Hammetts is a Grade II listed building in the Torridge local planning authority area, England. First listed on 19 June 1989. House.

Hammetts

WRENN ID
still-window-ebony
Grade
II
Local Planning Authority
Torridge
Country
England
Date first listed
19 June 1989
Type
House
Source
Historic England listing

Description

Hammetts is a house formerly used as a farmhouse, located in Woolfardisworthy. The building dates from the late 15th century but was substantially altered, probably in 1653, and modernised in the late 20th century. It has rendered stone rubble walls, possibly incorporating some cob, beneath a gable-ended asbestos slate roof. A brick stack stands at the left gable-end, alongside a large 17th-century coursed squared rubble axial stack with dripmoulds and a tapering cap.

The house was originally built as an open hall house with a 2-room-and-through-passage plan, the lower end positioned to the left. It was divided only by low partitions, with a central hearth serving as the main fire source. The building remained open to the roof until 1653—a date recorded in the hall's plasterwork—when it was floored and a new stack was inserted into the hall, backing onto the passage. This remodelling created a high-quality chamber above. The lower room fireplace is probably contemporary with this work, though it has since been altered. The lower room appears to have served a more functional purpose whilst the hall evolved into a hall-parlour. Behind the hall, a winder staircase in a rear projection and an adjoining integral dairy—both part of the 1653 remodelling—were added. In the late 20th century, the hall was subdivided and a rear passage created. A detached shippon adjoining the lower room was converted, and a small linking range was built.

The exterior presents two storeys with an asymmetrical 4-window front. The windows are predominantly late 20th-century 2-light small-paned casements, except for a small earlier 20th-century leaded-light casement at centre on the first floor. The two ground floor windows to the right are crowned with 17th-century stone hoodmoulds. To the left of centre is what is probably the original chamfered stone doorway with a segmental arch and diagonal stops, now fitted with a 20th-century plank door with glazed panel. At the left-hand end, a short connecting range adjoins a converted shippon. The rear left portion of the house projects to accommodate the staircase, with a further projection for the dairy at its left-hand end.

Internally, the lower room contains a chamfered and unstopped cross beam with a replaced lintel to the open fireplace, which features a cloam oven in its side. To the right of the passage, the former hall has a fireplace with an ovolo-moulded and ogee-stopped lintel. On the end wall beyond is a moulded plaster cornice bearing the date 1653 and the initials PPIH, with a small plaster shield at the centre and plaster fleurons to either side. A stone winder staircase in the rear projection rises around a solid core with only a thin partition separating it from the adjoining dairy. The first floor fireplace above the hall also features an ovolo-moulded wooden lintel with fillet and ogee stops. Evidence in the roof-space suggests a former plaster barrel ceiling once covered the first floor chamber at the higher end.

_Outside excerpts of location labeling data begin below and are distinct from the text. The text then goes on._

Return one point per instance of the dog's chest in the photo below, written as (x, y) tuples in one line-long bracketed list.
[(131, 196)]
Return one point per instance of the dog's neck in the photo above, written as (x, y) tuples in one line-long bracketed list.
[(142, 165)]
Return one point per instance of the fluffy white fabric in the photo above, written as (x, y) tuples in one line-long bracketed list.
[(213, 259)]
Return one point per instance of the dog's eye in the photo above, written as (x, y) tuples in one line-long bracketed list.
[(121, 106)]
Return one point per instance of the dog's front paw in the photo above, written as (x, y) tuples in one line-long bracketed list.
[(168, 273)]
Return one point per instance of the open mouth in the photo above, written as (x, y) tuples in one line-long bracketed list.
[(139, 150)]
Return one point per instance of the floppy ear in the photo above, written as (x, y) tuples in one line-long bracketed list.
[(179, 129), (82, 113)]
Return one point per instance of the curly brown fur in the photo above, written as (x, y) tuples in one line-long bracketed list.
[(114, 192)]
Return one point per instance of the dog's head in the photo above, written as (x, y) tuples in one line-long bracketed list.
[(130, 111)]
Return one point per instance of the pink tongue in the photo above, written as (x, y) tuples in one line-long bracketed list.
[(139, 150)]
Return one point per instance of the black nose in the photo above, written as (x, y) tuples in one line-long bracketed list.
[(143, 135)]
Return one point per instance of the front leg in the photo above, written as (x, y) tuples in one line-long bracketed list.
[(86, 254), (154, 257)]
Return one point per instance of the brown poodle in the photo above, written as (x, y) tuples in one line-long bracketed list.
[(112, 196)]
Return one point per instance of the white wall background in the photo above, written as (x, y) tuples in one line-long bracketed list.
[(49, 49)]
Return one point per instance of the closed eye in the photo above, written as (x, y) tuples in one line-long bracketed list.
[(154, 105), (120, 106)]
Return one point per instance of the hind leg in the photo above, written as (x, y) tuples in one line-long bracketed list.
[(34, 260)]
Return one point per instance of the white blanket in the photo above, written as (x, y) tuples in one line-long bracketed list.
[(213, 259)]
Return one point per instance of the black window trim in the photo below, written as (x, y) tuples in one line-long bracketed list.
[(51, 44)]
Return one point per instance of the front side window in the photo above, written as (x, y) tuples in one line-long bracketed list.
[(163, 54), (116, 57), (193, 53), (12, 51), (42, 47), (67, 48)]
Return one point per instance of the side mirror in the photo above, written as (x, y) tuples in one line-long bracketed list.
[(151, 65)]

The roof retains one original truss positioned just above the hall stack, with curved feet now boxed in. This truss is of heavy scantling with mortices for a removed collar and a small yoke at the apex, with the principals extending slightly above to clasp the ridge. A 17th-century collar has been halved on with dovetail joints, and a similar collar appears lower down. The original timbers are smoke-blackened. Another truss at the higher end, featuring a lapped crossed apex, is probably of the later 17th century. Twentieth-century trusses cover the lower end, with rafters throughout the remainder.

The house preserves good-quality 17th-century features and demonstrates an interesting development of plan whilst retaining evidence of its earlier origins.